Heavy rain over the weekend caused multiple sections of the already water-stained ceiling to collapse and damage each floor of the three-story branch.
Ceiling tiles fell onto public-use computers, in the staff kitchen, and in the third-floor multipurpose room, used mostly for public programming. Rainwater drenched the first floor. On Thursday, the branch was still closed, and will remain that way until Sunday, the library’s website said.
Its roof had leaked on and off for about five years, said Bennett, president of Friends of the Fishtown Community Library. It’s been patched before, she said, but “the reality is, we need a new roof.”
The issues there are a reflection of struggles across the 54-branch Free Library system. Many neighborhood sites face frequent facility emergencies, including leaking roofs, plumbing issues, and broken HVAC systems, but maintenance fixes have long been deferred due to years of underfunding, advocates say. In 2018, the system had 396 building closures due to facility emergencies, causing a loss of 2,260 service hours, according to the Mayor’s Office.
The Free Library budget is about $49 million. In March, Mayor Jim Kenney proposed an additional $2.5 million for the system, with $500,000 of that for maintenance and facility fixes. Advocates and City Council members have said that allocation falls short of what the system needs to thrive. Council won’t approve the budget until June.
“Our library is not the only one that is having major building problems like this,” Bennett said. “It’s just the most recent example of what the funding shortage is meaning to the libraries."
The “small but mighty" branch in Fishtown is a community hub, where visitors often know each other, Bennett said.
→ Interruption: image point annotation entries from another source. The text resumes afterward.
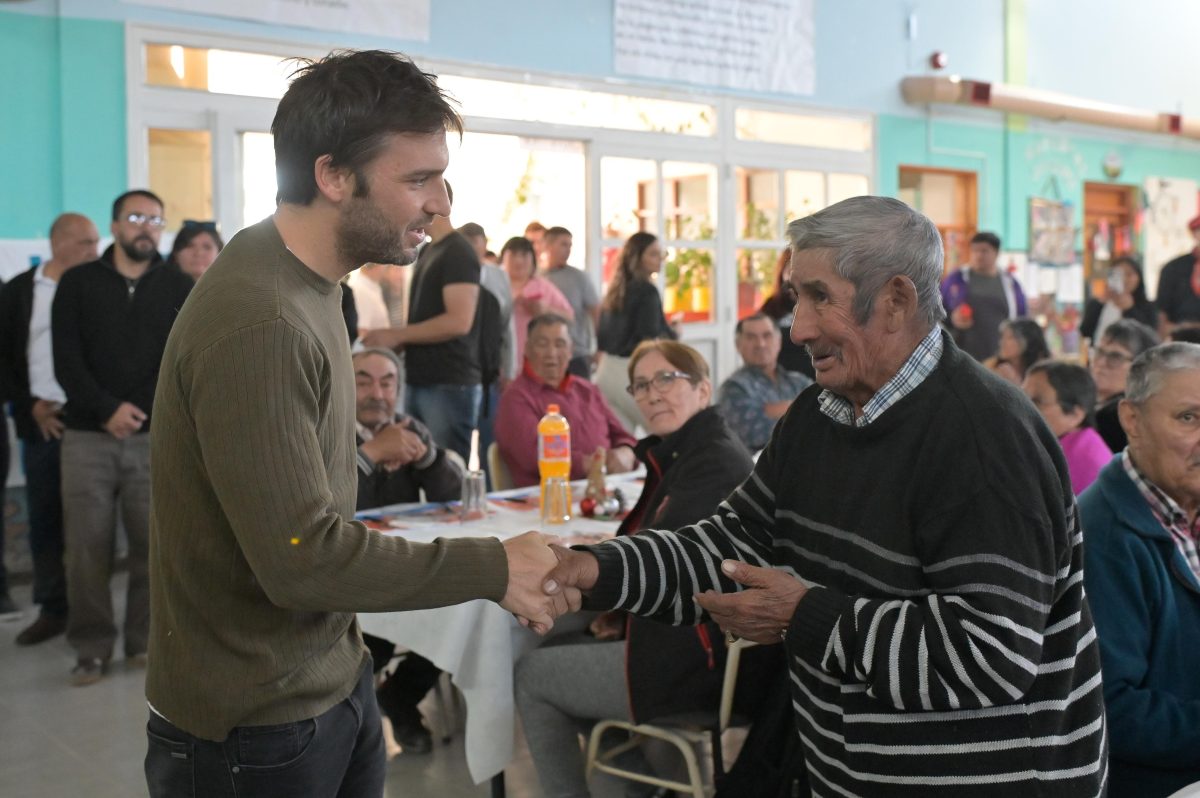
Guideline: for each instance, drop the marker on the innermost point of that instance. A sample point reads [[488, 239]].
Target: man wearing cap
[[1179, 283]]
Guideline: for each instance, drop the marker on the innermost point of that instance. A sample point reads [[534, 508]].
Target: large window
[[715, 179]]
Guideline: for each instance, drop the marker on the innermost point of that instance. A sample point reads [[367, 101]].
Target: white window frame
[[227, 115]]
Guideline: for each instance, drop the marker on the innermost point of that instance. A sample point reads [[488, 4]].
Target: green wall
[[63, 132], [1014, 166]]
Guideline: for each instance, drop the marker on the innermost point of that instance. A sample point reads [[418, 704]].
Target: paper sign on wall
[[394, 18], [750, 45]]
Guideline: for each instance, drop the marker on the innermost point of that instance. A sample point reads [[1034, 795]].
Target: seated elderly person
[[1141, 571], [636, 669], [759, 394], [397, 456], [397, 459], [1120, 343], [545, 382]]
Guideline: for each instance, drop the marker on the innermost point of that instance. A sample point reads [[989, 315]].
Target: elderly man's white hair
[[1151, 367], [871, 240]]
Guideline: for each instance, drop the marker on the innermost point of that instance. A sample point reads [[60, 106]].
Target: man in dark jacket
[[397, 459], [1143, 577], [109, 323], [27, 370]]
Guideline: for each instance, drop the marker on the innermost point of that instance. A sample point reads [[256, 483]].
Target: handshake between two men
[[547, 581]]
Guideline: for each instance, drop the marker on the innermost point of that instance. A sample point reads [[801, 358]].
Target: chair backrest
[[501, 478], [732, 659]]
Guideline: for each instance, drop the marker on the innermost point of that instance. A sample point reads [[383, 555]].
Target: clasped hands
[[546, 581]]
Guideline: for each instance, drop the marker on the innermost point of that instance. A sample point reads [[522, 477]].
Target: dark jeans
[[339, 754], [4, 498], [43, 490]]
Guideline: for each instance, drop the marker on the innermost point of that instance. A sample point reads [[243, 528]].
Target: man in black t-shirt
[[442, 370]]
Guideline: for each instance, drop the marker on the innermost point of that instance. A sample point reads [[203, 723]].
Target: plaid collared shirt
[[1168, 513], [919, 365]]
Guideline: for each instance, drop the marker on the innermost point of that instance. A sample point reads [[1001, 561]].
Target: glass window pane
[[844, 186], [757, 204], [559, 106], [805, 193], [503, 183], [232, 72], [689, 201], [825, 132], [756, 279], [258, 180], [688, 283], [181, 173], [628, 197]]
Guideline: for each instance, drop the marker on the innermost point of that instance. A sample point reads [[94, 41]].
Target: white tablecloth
[[478, 642]]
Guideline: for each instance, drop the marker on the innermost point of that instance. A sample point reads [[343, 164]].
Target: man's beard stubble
[[365, 235]]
In 2018, it was visited nearly 26,000 times, according to the library system, and offered more than 250 programs in 2018, from yoga to cooking.
The Free Library wrote in a tweet on Tuesday that Kenney and Council President Darrell L. Clarke have “made sure funding is available to address emerging issues at [Fishtown] while we work with residents and city leaders to develop a long-term plan for the site.”
Free Library records show that the Fishtown branch submitted roof-related service requests on Aug. 14 and Nov. 6, 2018. Library maintenance responded to both.
But advocates told Clarke in early March about facility emergencies and urgent repairs needed in libraries in his district — including Fishtown, Cecil B. Moore, Lillian Marrero, Ramonita G. de Rodriguez, and Widener — after he visited Fishtown on Feb. 19.
Multiple advocates say Clarke offered to use funds from a discretionary fund for improvements, but there was “no movement,” Bennett said. Her group delivered a letter in mid-March that estimated a full roof repair, or replacement, would cost $350,000. The group again has called on Clarke to address severe facility problems.
Clarke was unavailable for an interview, according to his spokesperson, Jane Roh, but he tweeted Wednesday, “I share concerns of residents that the #Fishtown community has outgrown their aging library facility.”
Bennett said her branch will need more than a fixed roof now.
Library property-management staff and a professional water-cleanup contractor have both visited the branch, said library spokesperson Kaitlyn Foti. Foti said the roof drain failed over the weekend, and the library will replace ceiling tiles, repair dry wall, and dry out the carpet, Foti said.
Some neighborhood libraries, including Fishtown, are expected eventually to be fixed through Kenney’s Rebuild initiative.